BRIDGE CREEK, Oklahoma - Bridge Creek students go back to school today, marking the start of the second year of utilizing the four-day week.

They are one of a handful of districts in the state using the four-day school week with hopes to save money and recruit teachers. Bridge Creek Superintendent David Morrow says so far so good, with around $140,000 saved last year and student achievement up.

“Sometimes,” Morrow says, “when you change something, you knock yourself out of a rut you've been in.”

Like many other districts across the state, budget cuts pushed Bridge Creek Public School Board members to make some big changes. The vote passed unanimously last year. The idea of a four-day week took a while to catch on with parents, who were concerned about finding the extra and necessary childcare that comes with swapping a 180-day school year to 147 days.
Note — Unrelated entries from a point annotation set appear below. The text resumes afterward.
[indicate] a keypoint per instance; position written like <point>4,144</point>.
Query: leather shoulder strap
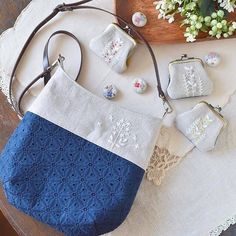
<point>80,5</point>
<point>46,74</point>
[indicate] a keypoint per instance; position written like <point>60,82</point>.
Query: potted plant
<point>209,16</point>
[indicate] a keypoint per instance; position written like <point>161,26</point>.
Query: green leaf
<point>207,7</point>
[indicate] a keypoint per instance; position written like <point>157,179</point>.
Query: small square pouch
<point>114,46</point>
<point>201,125</point>
<point>188,78</point>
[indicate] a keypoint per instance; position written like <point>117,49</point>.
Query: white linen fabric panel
<point>127,134</point>
<point>197,195</point>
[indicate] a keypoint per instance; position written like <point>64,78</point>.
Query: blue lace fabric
<point>66,181</point>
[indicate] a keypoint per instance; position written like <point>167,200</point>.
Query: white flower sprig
<point>215,24</point>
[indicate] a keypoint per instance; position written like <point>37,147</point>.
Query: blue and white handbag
<point>76,161</point>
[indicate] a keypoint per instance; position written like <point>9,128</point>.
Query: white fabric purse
<point>114,46</point>
<point>188,78</point>
<point>201,125</point>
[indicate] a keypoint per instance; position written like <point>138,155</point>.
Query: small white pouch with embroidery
<point>114,46</point>
<point>202,125</point>
<point>188,78</point>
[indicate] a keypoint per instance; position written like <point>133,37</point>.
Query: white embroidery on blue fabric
<point>197,130</point>
<point>193,83</point>
<point>111,49</point>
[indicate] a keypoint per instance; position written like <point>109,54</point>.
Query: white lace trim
<point>223,227</point>
<point>161,161</point>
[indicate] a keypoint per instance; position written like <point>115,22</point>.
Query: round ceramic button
<point>110,91</point>
<point>140,86</point>
<point>139,19</point>
<point>213,59</point>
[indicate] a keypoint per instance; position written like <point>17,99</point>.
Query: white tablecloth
<point>199,194</point>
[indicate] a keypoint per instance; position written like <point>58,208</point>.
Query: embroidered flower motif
<point>197,130</point>
<point>121,134</point>
<point>161,161</point>
<point>193,83</point>
<point>111,49</point>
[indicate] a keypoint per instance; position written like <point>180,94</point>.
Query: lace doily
<point>221,228</point>
<point>162,161</point>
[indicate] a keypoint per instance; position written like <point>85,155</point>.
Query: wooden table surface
<point>24,225</point>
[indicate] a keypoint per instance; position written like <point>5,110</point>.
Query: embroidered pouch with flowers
<point>114,46</point>
<point>202,125</point>
<point>188,78</point>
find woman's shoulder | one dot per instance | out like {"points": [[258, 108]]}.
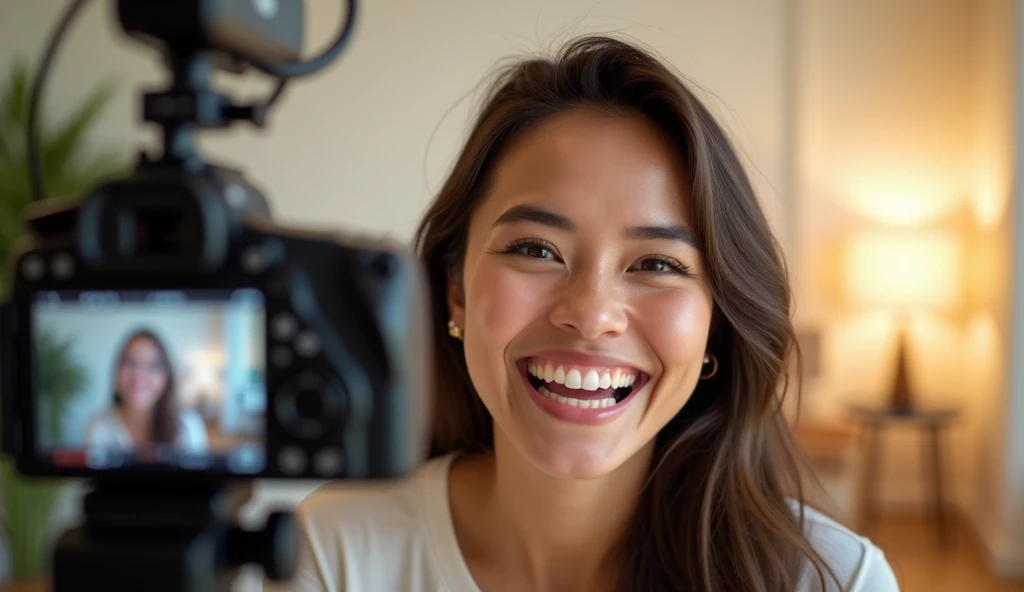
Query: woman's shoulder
{"points": [[387, 534], [858, 563], [384, 502]]}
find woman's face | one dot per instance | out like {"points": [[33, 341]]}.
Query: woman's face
{"points": [[141, 377], [584, 298]]}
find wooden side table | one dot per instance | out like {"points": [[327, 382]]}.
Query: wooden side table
{"points": [[931, 422]]}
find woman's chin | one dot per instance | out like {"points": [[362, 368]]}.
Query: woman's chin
{"points": [[576, 460]]}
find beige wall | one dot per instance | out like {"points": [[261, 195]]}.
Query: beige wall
{"points": [[364, 143], [906, 114]]}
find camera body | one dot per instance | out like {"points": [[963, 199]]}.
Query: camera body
{"points": [[341, 327], [273, 352]]}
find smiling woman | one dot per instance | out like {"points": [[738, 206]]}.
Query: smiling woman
{"points": [[607, 411]]}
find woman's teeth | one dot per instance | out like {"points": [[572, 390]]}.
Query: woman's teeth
{"points": [[581, 403], [585, 380]]}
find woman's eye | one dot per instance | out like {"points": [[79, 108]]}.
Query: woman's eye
{"points": [[538, 252], [532, 249], [662, 265]]}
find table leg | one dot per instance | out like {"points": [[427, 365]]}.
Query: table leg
{"points": [[869, 485], [937, 480]]}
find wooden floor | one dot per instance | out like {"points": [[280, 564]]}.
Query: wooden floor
{"points": [[922, 564]]}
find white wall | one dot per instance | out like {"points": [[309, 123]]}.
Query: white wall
{"points": [[363, 144]]}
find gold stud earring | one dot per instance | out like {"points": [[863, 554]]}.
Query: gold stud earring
{"points": [[710, 358], [454, 330]]}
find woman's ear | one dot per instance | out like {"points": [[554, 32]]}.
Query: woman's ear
{"points": [[456, 298]]}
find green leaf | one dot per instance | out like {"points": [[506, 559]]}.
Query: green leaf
{"points": [[65, 142], [14, 106], [71, 167]]}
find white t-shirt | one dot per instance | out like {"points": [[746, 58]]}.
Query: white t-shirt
{"points": [[398, 536], [107, 430]]}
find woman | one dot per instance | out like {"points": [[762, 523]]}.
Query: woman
{"points": [[613, 337], [145, 414]]}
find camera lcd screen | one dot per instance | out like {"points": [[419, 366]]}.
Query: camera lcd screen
{"points": [[151, 379]]}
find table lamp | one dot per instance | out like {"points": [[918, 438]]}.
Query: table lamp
{"points": [[904, 271]]}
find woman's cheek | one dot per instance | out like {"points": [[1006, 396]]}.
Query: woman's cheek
{"points": [[506, 301], [676, 324]]}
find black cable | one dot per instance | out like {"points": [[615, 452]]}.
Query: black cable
{"points": [[32, 141], [310, 66], [283, 72], [289, 71]]}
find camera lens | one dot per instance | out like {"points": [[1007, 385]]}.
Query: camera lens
{"points": [[147, 230], [309, 407]]}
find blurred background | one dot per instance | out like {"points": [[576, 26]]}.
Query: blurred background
{"points": [[882, 135]]}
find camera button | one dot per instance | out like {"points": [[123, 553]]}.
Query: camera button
{"points": [[329, 462], [62, 266], [34, 267], [281, 356], [292, 460], [284, 326], [254, 260], [307, 344]]}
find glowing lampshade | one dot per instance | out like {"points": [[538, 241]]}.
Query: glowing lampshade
{"points": [[904, 269]]}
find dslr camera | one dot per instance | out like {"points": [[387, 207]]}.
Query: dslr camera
{"points": [[206, 345]]}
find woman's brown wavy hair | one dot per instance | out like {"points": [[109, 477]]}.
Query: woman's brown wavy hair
{"points": [[165, 410], [723, 508]]}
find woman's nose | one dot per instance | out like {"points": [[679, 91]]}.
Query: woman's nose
{"points": [[591, 305]]}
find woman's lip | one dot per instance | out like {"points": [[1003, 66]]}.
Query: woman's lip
{"points": [[595, 416], [579, 357]]}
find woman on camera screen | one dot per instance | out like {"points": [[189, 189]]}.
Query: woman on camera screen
{"points": [[612, 338], [144, 413]]}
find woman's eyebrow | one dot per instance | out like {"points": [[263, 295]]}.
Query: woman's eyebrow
{"points": [[667, 233], [530, 213]]}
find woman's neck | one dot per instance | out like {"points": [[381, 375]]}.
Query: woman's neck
{"points": [[138, 423], [525, 529]]}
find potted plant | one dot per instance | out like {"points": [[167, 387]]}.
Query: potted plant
{"points": [[70, 169]]}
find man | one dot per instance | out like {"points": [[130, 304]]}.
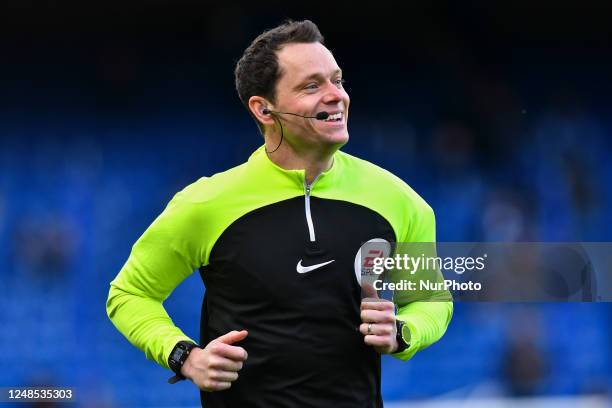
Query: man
{"points": [[283, 323]]}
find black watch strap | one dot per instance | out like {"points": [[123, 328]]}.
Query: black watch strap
{"points": [[177, 358]]}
Morrow says after the initial hurdle came some unforeseen benefits, including decreases in student discipline and increases in teacher recruitment. Sliding the daily start times also paid off.

“Our biggest change,” Morrow says, “was not the four-day school week in my opinion. It was the transportation. Always before, all our schools started at the same time so we ran one bus route. We started our schools separately. We started them an hour apart and I can cut the number of buses I run in half and that was a huge savings.”

Morrow doesn't feel the need to switch back anytime soon, so as long as student achievement is not negatively affected.